Mary: She was resistant to all the things we did. We had the husband in with her, and all the time she was resisting. She's not going to leave him—although she hates him—because he provides security.

Clients don't resist, Mary. It is very important that you understand that. Clients demonstrate that you don't understand.

Mary: The parts resist, I think—

No, parts don't resist. No part of a human being resists a therapist. All they ever do is demonstrate that you are on the wrong track. That's the only thing they do. I have never seen a client who resists. What clients do is say «Hey! Not there! Over here!»

You said «I reframed with her.» It's impossible for you to reframe with somebody and not deal with the basis for what you are calling resistance. The reframing model has built into it that you don't go after the change, you go after the parts that object. All the reframing models do that.
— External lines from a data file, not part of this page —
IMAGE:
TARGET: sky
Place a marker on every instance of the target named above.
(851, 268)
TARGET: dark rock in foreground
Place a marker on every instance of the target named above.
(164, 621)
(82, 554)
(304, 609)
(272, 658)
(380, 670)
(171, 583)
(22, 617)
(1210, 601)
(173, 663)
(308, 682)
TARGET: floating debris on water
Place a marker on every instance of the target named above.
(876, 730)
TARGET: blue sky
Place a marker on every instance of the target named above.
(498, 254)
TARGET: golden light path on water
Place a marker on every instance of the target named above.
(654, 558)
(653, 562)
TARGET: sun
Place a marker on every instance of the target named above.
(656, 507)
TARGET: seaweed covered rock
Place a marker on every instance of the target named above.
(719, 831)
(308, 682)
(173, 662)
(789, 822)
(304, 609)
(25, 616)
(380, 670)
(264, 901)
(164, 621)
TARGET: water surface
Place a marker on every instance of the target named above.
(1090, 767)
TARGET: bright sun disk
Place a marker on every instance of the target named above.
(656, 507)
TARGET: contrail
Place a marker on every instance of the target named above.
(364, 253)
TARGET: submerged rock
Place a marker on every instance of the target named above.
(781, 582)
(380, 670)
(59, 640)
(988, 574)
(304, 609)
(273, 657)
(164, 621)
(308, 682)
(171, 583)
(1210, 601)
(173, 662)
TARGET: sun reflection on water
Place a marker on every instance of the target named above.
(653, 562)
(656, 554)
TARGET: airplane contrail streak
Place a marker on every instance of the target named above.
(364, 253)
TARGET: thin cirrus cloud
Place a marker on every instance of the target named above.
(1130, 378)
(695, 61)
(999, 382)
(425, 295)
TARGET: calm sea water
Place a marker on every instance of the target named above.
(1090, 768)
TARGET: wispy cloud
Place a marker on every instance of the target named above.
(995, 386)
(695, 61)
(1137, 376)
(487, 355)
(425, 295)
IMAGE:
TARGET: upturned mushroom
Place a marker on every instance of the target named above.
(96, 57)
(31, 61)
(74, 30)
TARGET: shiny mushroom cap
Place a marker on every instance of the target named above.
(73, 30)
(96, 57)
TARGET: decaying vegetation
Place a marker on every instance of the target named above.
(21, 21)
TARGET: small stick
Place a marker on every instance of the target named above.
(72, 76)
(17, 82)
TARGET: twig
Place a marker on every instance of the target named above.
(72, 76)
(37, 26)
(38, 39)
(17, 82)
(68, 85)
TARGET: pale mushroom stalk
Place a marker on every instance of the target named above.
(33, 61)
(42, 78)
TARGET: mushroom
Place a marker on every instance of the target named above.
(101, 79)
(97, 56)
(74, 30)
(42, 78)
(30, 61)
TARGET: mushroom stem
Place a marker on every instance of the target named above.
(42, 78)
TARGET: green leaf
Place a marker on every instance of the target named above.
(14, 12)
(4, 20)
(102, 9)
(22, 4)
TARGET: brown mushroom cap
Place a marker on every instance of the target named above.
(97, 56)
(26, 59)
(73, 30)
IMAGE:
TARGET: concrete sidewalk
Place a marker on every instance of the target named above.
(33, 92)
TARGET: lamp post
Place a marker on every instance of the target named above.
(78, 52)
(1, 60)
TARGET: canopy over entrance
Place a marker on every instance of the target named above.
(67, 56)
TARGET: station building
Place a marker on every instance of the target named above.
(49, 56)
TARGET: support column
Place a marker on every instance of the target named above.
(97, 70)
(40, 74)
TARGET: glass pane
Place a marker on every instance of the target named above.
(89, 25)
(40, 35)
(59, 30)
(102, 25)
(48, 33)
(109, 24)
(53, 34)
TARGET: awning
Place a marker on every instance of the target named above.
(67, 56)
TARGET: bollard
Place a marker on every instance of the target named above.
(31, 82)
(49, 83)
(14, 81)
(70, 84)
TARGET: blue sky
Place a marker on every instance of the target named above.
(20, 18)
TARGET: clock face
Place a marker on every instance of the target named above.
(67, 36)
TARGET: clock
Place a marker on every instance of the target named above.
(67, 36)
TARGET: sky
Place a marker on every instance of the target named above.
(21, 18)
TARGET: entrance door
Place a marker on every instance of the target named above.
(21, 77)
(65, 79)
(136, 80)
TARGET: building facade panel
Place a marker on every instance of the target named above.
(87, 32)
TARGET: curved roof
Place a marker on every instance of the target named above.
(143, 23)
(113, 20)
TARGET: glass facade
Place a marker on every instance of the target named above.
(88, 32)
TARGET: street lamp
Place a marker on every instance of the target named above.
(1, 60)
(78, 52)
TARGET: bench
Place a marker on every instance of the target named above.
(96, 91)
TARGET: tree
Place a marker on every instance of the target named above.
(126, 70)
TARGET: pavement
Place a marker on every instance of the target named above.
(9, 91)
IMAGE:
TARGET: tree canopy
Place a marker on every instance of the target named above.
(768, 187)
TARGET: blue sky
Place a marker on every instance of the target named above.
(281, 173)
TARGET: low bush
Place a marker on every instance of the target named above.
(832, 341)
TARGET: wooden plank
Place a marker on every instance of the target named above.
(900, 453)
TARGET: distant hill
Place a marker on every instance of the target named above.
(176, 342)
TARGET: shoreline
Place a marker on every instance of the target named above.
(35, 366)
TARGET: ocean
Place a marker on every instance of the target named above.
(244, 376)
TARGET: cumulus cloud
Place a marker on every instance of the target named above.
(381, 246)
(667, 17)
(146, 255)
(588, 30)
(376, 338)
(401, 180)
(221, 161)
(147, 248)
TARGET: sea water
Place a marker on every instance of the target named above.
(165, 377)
Man: I have a fourteen–year–old son who gets migraine headaches. Can I use reframing on that problem?

Migraines are quite easy. Those of you who have clinical experience in dealing with migraines, tell me what representational system migraine clients typically specialize in. I want you to think of specific clients who have actually come to you with a complaint about migraines. What representational system do they use primarily? …

Migraine sufferers are very visually–oriented. Check your own clinical experience. As with any other physiological symptom, I presuppose that a migraine is a way that a part uses to get a person's attention. The symptom is a way of trying to get him to do something different, to get him to take care of something that is needed.

Think of pain. We all have neurological circuitry in our bodies that allows us to know when there is an injury. If we didn't have that, we could cut ourselves and bleed to death before visually noticing what had happened. Pain is nothing more than a healthy neurological response that says «Hey, pay attention! Something needs to be done here; something needs to be attended to.» You can interpret symptoms like migraines as signals, and then use reframing to discover what the migraine is a response to, so that you can offer that part of the person another way of responding. In every case of migraine I've treated, the person has a very highly specialized visual state of consciousness. The only way his body can get information to him that there is something that needs to be attended to is by giving him splitting headaches. Migraines yield quite quickly and easily to reframing.